Sin embargo, este afán de los políticos por hacer demagogia con el lobo (o más bien contra el lobo), se opone a la tendencia de la mayoría social hacia una creciente sensibilidad ambiental. Y esto no sólo es cierto para España sino para el resto de Europa, como demuestra una encuesta llevada a cabo este año en 6 países europeos en los que aún quedan poblaciones salvajes de lobos. La encuesta, realizada de acuerdo a los criterios estadísticos más exigentes y encargada por el “Eurogroup for Animals” arroja unos resultados abrumadores: el 93% de los ciudadanos encuestados consideran que los lobos tienen derecho a vivir en estado salvaje en su ambiente; el 86% aceptan que el lobo debe vivir en sus respectivos países; el 81% opina que el lobo debe estar estrictamente protegido; el 84% está de acuerdo en que sólo se deben utilizar métodos no letales para proteger al ganado del lobo; y el 78% considera que los ganaderos y la población rural en su conjunto pueden convivir con los lobos sin hacerles daño.
Estos resultados son elocuentes a nivel numérico pero también deben leerse en términos de los valores que reflejan: demuestran que existe una conciencia de la importancia del respeto, la tolerancia y la capacidad de convivencia frente a los retos ambientales.

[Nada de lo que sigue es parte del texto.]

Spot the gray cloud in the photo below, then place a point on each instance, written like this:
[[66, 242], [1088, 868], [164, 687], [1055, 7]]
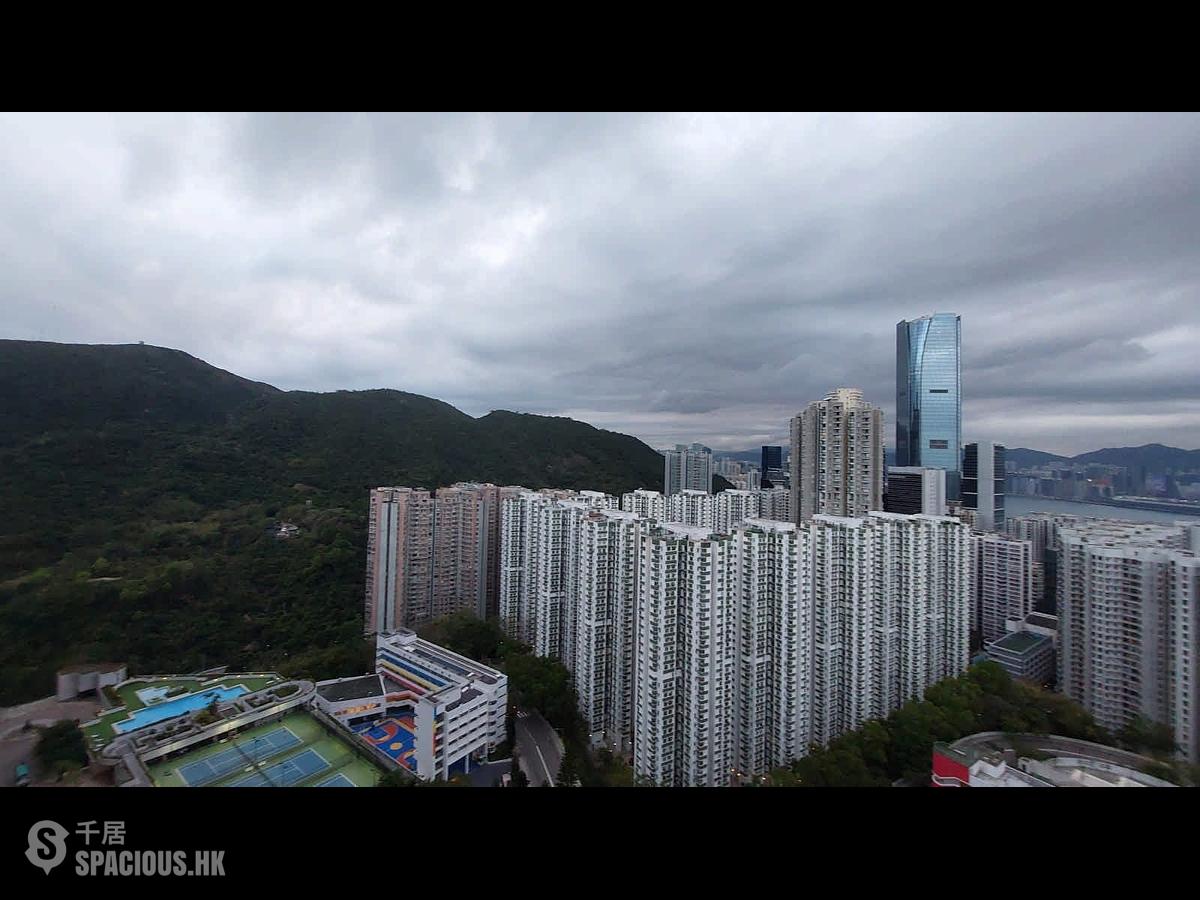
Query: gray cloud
[[676, 277]]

Confirman la obviedad de que la política va a remolque de la sociedad, y nos recuerdan que aún hay lugar para la esperanza de un cambio a mejor. Pero si miramos al mismo tiempo a la encuesta y a los cupos del lobo en Cantabria, vemos dos fuerzas actuando en direcciones antagónicas: por un lado, una ciudadanía en la que va calando la conciencia de realidades tales como la emergencia climática y la crisis de biodiversidad, y que tiene una percepción positiva de la naturaleza como un todo del que formamos parte y al que no tiene sentido agredir; por otro lado, una gestión miope, egoista e interesada, que para satisfacer un afán de poder y una búsqueda de intereses a corto plazo, mete varas en las ruedas del proceso más importante de la actualidad, que es la transición hacia un modelo de vida compatible con la supervivencia de la humanidad a largo plazo.

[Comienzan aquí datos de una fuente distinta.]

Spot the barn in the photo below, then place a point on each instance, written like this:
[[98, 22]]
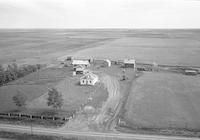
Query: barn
[[89, 79], [79, 69], [129, 63]]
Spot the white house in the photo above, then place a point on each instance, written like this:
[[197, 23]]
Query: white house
[[129, 63], [85, 63], [89, 79], [108, 62]]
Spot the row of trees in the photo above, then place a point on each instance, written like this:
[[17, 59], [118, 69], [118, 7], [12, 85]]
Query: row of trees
[[13, 72], [55, 99]]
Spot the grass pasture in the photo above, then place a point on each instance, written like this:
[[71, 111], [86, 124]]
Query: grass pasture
[[35, 86], [164, 100]]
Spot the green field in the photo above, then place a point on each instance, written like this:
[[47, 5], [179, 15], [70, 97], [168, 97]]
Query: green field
[[164, 100], [36, 85]]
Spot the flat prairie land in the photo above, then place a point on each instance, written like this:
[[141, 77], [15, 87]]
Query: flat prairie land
[[175, 51], [45, 46], [164, 100]]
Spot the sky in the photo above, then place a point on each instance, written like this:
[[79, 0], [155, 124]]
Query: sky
[[99, 13]]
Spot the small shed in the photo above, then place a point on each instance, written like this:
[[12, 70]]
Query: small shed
[[191, 72], [89, 79], [85, 63], [129, 63]]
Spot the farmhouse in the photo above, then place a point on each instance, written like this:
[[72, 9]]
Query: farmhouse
[[89, 79], [80, 62], [129, 63]]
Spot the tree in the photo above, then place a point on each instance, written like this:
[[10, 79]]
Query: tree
[[20, 99], [1, 75], [55, 98]]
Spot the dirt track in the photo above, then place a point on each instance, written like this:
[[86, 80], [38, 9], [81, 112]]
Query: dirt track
[[113, 88]]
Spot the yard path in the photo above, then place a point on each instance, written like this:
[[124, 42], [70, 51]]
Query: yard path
[[92, 135], [113, 88]]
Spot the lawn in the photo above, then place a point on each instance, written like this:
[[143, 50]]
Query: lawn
[[33, 86], [164, 100], [36, 85]]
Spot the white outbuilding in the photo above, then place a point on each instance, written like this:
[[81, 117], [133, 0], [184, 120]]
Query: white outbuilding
[[89, 79], [129, 63]]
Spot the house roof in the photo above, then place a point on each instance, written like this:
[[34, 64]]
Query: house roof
[[90, 76], [80, 62], [129, 61]]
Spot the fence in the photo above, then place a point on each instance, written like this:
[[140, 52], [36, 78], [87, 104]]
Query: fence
[[26, 116]]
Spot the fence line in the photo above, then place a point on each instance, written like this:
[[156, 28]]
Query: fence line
[[19, 115]]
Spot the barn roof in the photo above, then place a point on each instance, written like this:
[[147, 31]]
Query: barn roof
[[90, 76], [129, 61]]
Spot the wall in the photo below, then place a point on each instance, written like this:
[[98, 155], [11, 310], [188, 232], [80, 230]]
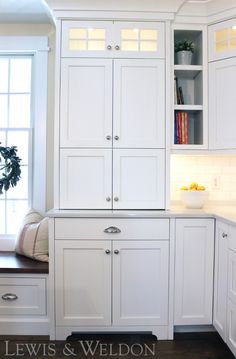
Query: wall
[[217, 173], [44, 30]]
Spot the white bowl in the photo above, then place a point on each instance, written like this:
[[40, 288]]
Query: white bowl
[[194, 199]]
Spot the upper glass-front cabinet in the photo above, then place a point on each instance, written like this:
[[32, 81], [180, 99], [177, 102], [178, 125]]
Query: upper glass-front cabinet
[[222, 40], [112, 39]]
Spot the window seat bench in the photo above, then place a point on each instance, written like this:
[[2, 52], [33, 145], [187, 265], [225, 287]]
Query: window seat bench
[[24, 300], [11, 262]]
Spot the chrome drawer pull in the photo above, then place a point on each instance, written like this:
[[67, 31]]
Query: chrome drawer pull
[[9, 296], [112, 229]]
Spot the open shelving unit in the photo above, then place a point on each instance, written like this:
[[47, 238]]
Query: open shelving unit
[[189, 117]]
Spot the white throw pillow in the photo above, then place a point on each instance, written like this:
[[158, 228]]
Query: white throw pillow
[[32, 239]]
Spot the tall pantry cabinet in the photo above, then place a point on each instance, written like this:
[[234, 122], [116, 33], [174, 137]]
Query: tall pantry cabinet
[[111, 109]]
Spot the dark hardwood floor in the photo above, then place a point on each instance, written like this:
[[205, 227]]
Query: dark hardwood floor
[[185, 346]]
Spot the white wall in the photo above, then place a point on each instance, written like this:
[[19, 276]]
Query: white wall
[[205, 170]]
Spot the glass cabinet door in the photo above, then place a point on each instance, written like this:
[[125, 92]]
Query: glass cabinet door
[[222, 40], [145, 39], [82, 38]]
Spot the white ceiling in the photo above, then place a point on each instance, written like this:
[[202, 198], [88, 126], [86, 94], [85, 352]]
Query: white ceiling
[[24, 11]]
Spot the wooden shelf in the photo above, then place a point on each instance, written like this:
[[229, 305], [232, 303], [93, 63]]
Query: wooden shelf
[[187, 71]]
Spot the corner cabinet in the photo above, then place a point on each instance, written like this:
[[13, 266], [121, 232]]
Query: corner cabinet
[[190, 120], [222, 78], [111, 127]]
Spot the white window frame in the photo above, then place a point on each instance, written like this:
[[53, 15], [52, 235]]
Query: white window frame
[[37, 46]]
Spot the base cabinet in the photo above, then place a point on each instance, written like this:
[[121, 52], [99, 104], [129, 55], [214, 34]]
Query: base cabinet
[[194, 271], [220, 278], [111, 275], [95, 278]]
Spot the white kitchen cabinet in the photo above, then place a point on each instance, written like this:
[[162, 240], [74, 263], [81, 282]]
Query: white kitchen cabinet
[[138, 179], [90, 179], [220, 278], [83, 282], [222, 40], [140, 282], [112, 39], [139, 103], [86, 108], [86, 103], [85, 178], [194, 271], [222, 104]]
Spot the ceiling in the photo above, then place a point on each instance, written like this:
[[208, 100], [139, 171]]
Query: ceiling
[[24, 11], [40, 11]]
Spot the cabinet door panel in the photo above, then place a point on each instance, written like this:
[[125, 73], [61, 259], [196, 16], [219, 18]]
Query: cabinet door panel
[[220, 279], [139, 39], [140, 291], [222, 104], [222, 40], [85, 178], [194, 271], [139, 179], [86, 103], [139, 99], [86, 38], [83, 283]]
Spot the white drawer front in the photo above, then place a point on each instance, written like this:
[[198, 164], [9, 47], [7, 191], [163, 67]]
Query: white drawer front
[[23, 296], [88, 228]]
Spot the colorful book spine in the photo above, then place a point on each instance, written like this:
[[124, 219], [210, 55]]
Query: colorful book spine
[[181, 128]]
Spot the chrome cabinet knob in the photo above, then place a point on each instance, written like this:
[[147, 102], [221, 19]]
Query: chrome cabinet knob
[[112, 229]]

Sin duda es una simplificación reducir la democracia a una cuestión de mayorías, y sería ingenuo o insensible pretender que cualquier mayoría vale lo mismo que otra. Si, por ejemplo, la mayor parte de la población defendiese valores esclavistas, su condición de mayoría no podría legitimar sus puntos de vista. En el caso de la protección del lobo, la mayoría social es doblemente válida porque muestra la clase de evolución en las percepciones necesaria para evitar, o al menos aminorar, las consecuencias de décadas de irresponsabiliad ambiental.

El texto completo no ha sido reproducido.